紙の教科書に代わるデジタル教科書について、萩生田文部科学大臣は、教科ごとに授業時間の2分の1未満としている使用の基準を緩和することを検討し、年内にも方向性を示す考えを示しました。

デジタル教科書は、検定を合格した紙の教科書と同じ内容をタブレット端末などに取り込んだもので、昨年度から全国の学校で使用が認められましたが、使用する場合には教科ごとに授業時間の2分の1未満という基準があります。

これについて萩生田文部科学大臣は、閣議のあとの記者会見で「児童・生徒の発達段階に応じて、段階的に解除できるものがないか見直すよう担当局に指示をした」と述べ、使用の基準を緩和することを検討し、年内にも方向性を示す考えを示しました。

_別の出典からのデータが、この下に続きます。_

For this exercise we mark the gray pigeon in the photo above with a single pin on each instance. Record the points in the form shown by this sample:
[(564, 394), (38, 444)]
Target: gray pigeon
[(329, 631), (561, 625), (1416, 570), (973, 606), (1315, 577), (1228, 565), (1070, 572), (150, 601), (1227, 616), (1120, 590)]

そのうえで、萩生田大臣は「1人1台の端末整備が進み、来年度は小中学校の教科書の、およそ95%がデジタル教科書でも発行される予定となるなどの環境整備を踏まえれば、デジタル教科書をより有効に使うための制度の見直しが必要だ」と述べました。

デジタル教科書をめぐって萩生田大臣は今月、河野規制改革担当大臣や平井デジタル改革担当大臣と意見を交わした際、平井大臣から、1人1台の端末の整備を前提に、原則、デジタル教科書を使うべきだという提案を受けていました。